Alignments to Content Standards: G-CO.C.9


In the picture below $\ell$ and $k$ are parallel:


Show that the four angles marked in the picture are congruent. 

IM Commentary

The goal of this task is to prove congruence of vertical angles made by two intersecting lines and alternate interior angles made by two parallel lines cut by a transverse. Students will be familiar with these results from eighth grade geometry and here they will provide arguments with a level of rigor appropriate for high school. The solution (for alternate interior angles) uses properties of rigid motions and so it is assumed that students have already studied these. Two different arguments are provided, one using rotations and one using translations. 
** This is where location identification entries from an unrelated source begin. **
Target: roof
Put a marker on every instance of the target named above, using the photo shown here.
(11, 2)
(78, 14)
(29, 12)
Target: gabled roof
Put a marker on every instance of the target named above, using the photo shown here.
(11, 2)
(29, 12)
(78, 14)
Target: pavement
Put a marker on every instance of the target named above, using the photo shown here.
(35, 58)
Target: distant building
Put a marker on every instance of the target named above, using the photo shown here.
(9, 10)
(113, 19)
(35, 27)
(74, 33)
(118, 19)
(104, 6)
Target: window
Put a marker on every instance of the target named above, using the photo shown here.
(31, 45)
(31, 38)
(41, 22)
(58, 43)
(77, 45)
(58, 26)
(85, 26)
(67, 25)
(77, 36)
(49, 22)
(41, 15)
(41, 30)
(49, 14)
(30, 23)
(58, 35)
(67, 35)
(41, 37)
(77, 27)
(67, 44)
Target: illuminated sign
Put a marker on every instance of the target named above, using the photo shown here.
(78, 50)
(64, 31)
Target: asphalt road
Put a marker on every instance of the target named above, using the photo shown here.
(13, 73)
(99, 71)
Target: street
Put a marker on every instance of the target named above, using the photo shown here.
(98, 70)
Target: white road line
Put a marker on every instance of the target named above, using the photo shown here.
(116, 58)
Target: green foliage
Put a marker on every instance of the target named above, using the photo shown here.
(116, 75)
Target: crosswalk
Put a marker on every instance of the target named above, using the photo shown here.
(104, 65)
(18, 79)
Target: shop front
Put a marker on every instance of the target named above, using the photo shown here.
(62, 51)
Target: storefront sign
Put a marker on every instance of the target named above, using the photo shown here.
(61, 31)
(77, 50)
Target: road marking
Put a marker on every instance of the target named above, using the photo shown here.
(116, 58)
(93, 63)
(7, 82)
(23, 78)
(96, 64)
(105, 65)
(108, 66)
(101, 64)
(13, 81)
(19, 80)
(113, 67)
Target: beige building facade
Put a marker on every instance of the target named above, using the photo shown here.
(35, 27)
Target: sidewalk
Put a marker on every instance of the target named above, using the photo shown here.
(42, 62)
We begin by showing that the pair of vertical angles where $k$ and $m$ meet are congruent. For this we mark several points on the diagram:


We will show that $m(\angle DBC) = m(\angle EBA)$. Note that $\angle DBC$ and $\angle DBA$ are supplementary, together forming a straight angle.  So $m(\angle DBC) + m(\angle DBA) = 180$. Similarly, $\angle EBA$ and $\angle DBA$ together make line $k$ and they too are supplementary: $m(\angle EBA) + m(\angle DBA) = 180$. From these two equations we see that $m(\angle DBC) = m(\angle EBA)$. The other pair of vertical angles in the problem, made by $\ell$ and $m$, are congruent by the same reasoning.

To show that all four angles are congruent, it is now sufficient to show, in the picture below, that $m(\angle GBE) = m(\angle BGF)$.


Here $B$ and $E$ are the same points as in the picure above and we have added points $F$ and $G$ as well as the midpoint $M$ of $\overline{BG}$. A 180 degree rotation of the plane about $M$ maps $B$ to $G$ and $G$ to $B$ since $M$ is the midpoint of $\overline{BG}$. If $t$ is the line parallel to $k$ and $\ell$ through $M$ then $t$ is mapped to itself by the 180 rotation with center $M$. The rotation maps parallel lines to parallel lines so this means that $k$ must map to the line through $G$ and parallel to $t$, that is $k$ maps to $\ell$. Similar reasoning shows that $\ell$ maps to $k$. This means that the 180 degree rotation with center $M$ interchanges $\angle GBE$ and $\angle BGF$, making these two angles congruent. Combining our congruent vertical angles and congruent alternate interior angles, we have shown that all four angles in the picture are congruent.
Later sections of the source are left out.